Ryan Dew is an Assistant Professor of Marketing at the Wharton School of the University of Pennsylvania. He received his B.A. in Mathematics from the University of Pennsylvania, and his M.Phil. and Ph.D. in Marketing from Columbia University. His research explores how machine learning and Bayesian statistical methodologies can solve real world marketing problems, with a particular interest in the domains of customer relationship management, preference dynamics and estimation, and data-driven design. His recent work, Bayesian Nonparametric Customer Base Analysis with Model-based Visualizations, has been published in Marketing Science. His on-going research focuses on understanding and predicting how consumer preferences change over time, through novel hierarchical nonparametric models, and on understanding the underpinnings of effective logo design from a data-driven perspective, utilizing image processing and machine learning techniques. His dissertation, Machine Learning Methods for Data-driven Decisions, was a winner of the ISMS Doctoral Dissertation Proposal Competition, the Marketing Section of the American Statistical Association’s Doctoral Research Award, and was an honorable mention in the Marketing Science Institute’s Alden G. Clayton Doctoral Dissertation Proposal Competition.

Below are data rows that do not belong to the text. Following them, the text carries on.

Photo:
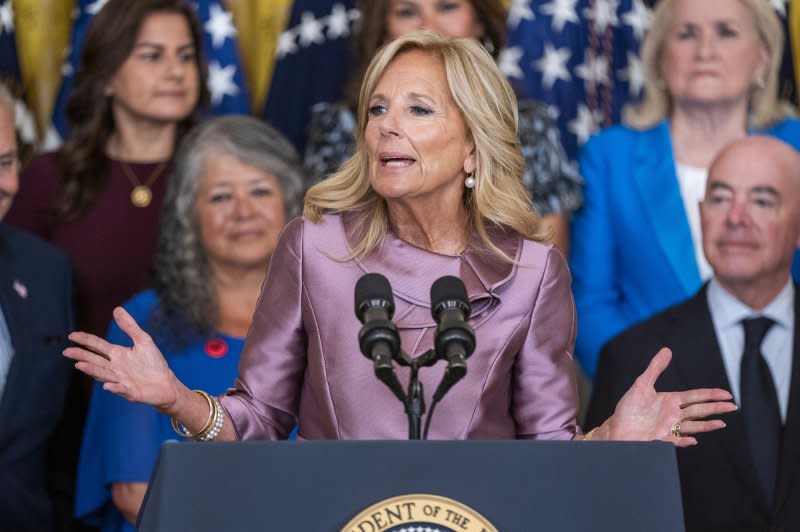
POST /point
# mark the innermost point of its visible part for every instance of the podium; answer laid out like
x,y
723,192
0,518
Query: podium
x,y
324,485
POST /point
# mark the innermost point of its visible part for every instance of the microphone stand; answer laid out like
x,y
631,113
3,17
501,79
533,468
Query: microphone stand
x,y
415,399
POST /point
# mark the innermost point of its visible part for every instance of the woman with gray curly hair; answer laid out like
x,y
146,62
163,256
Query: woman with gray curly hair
x,y
434,188
235,183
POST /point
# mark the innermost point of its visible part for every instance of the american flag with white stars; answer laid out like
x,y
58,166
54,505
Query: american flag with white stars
x,y
581,58
226,82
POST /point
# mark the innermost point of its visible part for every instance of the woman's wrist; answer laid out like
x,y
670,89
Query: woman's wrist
x,y
181,404
602,432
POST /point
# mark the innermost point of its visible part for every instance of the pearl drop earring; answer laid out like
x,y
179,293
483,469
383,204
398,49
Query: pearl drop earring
x,y
469,182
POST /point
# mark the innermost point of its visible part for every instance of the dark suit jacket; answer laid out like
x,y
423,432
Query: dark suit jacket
x,y
35,296
719,485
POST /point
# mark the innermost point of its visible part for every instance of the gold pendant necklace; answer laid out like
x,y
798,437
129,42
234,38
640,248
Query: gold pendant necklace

Letting Logos Speak: A Machine Learning Approach to Data-Driven Logo Design

Ryan Dew, Asim Ansari, Olivier Toubia

Logos serve a fundamental role in branding as the visual figurehead of the brand. Yet, due to the difficulty of using unstructured image data, prior research on logo design has been largely limited to non-quantitative studies. In this work, we explore logo design from a data-driven perspective. In particular, we aim to answer several key questions: first, to what degree can logos represent a brand’s personality? Second, what are the key visual elements in logos that elicit brand and firm relevant associations, such as brand personality traits? Finally, given text describing a firm’s brand or function, can we suggest features of a logo that elicit the firm’s desired image? To answer these questions, we develop a novel logo feature extraction algorithm, that uses modern image processing tools to decompose unstructured pixel-level image data into meaningful visual features. We then analyze the links between firm identity, and the features of its logo, through both predictive modelling, and a probabilistic model which links visual features with textual descriptions of firms. We apply our modeling framework on a dataset of hundreds of logos, textual descriptions from firms’ websites, third party descriptions of firms, and consumer evaluations of brand personality to explore these questions.

LIN Song

Song Lin is an Assistant Professor of Marketing at the Department of Marketing of Hong Kong University of Science and Technology. He holds a PhD in Marketing from Massachusetts Institute of Technology. His research interests include product and pricing polices, platform design, consumer learning and search, new products, and advertising.  He has won the 2013 INFORMS Society for Marketing Science (ISMS) Doctoral Dissertation Proposal Competition, and the finalist for the 2015 John Little Award for the best marketing paper published in Marketing Science and Management Science.